A prospective analysis was conducted based on lymph node eluate specimens collected via ultrasound-guided lymph node biopsy from 48 LUAD patients with suspected LNM in the neck. According to cytopathological results, the patients were categorized into two groups: one with LNM and the other with non-LNM (NLNM). Carcinoembryonic antigen (CEA), cytokeratin 21-1 fragment (CYFRA21-1), neuron-specific enolase (NSE) and gastrin precursor releasing peptide (ProGRP) in lymph node eluate were detected by immunoassay analyzers, and tumor marker was simultaneously collected in serum of patients.

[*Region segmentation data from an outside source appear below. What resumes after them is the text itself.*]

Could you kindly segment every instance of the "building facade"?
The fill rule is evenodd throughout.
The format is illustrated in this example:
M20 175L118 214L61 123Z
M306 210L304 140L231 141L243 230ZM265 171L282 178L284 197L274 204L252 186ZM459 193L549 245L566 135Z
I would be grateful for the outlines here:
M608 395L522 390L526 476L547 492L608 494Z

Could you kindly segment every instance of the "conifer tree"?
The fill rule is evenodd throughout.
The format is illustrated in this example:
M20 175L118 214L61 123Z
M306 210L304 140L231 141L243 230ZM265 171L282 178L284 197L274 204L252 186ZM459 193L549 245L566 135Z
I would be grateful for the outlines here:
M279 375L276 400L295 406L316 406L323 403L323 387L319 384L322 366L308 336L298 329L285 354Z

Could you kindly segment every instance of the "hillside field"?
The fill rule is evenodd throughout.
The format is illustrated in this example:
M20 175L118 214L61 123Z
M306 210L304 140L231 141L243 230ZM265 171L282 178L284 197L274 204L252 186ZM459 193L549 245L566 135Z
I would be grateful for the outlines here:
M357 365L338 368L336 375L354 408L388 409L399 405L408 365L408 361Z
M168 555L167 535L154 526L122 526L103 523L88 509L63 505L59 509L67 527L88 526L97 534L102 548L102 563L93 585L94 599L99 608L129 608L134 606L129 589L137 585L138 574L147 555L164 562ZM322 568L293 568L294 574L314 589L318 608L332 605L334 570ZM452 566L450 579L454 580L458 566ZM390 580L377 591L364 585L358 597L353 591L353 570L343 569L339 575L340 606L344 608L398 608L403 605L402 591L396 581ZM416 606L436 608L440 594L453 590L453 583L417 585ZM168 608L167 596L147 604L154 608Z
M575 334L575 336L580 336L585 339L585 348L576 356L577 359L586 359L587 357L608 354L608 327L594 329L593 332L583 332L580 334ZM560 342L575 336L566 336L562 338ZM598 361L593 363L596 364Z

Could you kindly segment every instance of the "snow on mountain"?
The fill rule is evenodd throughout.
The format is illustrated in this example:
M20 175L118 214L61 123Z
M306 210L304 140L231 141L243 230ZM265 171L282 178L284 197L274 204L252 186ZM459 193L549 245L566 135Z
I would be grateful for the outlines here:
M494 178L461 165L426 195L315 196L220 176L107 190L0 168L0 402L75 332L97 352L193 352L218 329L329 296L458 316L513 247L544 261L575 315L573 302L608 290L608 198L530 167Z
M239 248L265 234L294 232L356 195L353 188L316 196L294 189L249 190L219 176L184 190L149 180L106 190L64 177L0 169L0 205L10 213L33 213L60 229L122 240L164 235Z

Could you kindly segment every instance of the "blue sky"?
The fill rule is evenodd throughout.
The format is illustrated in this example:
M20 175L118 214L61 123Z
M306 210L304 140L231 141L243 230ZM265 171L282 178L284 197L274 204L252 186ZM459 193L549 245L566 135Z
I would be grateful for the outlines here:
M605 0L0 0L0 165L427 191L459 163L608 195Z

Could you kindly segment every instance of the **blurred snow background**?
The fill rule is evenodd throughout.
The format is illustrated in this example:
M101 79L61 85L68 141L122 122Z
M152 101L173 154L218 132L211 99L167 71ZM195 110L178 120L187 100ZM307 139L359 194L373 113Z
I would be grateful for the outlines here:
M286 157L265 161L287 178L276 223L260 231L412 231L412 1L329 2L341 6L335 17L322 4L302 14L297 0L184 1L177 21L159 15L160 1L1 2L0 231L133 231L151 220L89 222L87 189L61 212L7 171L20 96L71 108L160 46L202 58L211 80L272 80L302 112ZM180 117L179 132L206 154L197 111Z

The serum levels of CEA, CYFRA21-1, NSE, and the ratios of CYFRA21-1 and NSE in the lymph node eluate to serum were significantly higher in the LNM group, compared to NLNM group. The areas under curves (AUCs) for CEA, CYFRA21-1, NSE, and ratios of CYFRA21-1 and NSE were 0.79, 0.91, 0.85, 0.93, and 0.89, respectively. The ratio of CYFRA21-1 in lymph node eluate to serum (rCYFRA21-1) performed best in diagnosing, with a sensitivity of 92.3%, a specificity of 92.9%, and an AUC of 0.93.
The rCYFRA21-1 to that in the serum might serve as a potential predictor for LNM in LUAD.
淋巴结转移(LNM)在肺癌预后中起着重要作用,无论是在术前TNM分期还是术后疾病复发或进展方面。本研究旨在探讨来自淋巴结洗脱液的生物标志物对肺腺癌(LUAD)中LNM的诊断效能。
对48例疑似颈部LNM的LUAD患者经超声引导下淋巴结活检收集的淋巴结洗脱液标本进行前瞻性分析。根据细胞病理学结果,将患者分为两组:一组为LNM组,另一组为非LNM(NLNM)组。采用免疫分析仪器检测淋巴结洗脱液中的癌胚抗原(CEA)、细胞角蛋白21-1片段(CYFRA21-1)、神经元特异性烯醇化酶(NSE)和胃泌素释放肽前体(ProGRP),并同时收集患者血清中的肿瘤标志物。
与NLNM组相比,LNM组血清CEA、CYFRA21-1、NSE水平以及淋巴结洗脱液中CYFRA21-1和NSE与血清的比值显著更高。CEA、CYFRA21-1、NSE以及CYFRA21-1和NSE比值的曲线下面积(AUC)分别为0.79、0.91、0.85、0.93和0.89。淋巴结洗脱液中CYFRA21-1与血清的比值(rCYFRA21-1)在诊断中表现最佳,敏感性为92.3%,特异性为92.9%,AUC为0.93。
淋巴结洗脱液中CYFRA21-1与血清中CYFRA21-1的比值可能作为LUAD中LNM的潜在预测指标。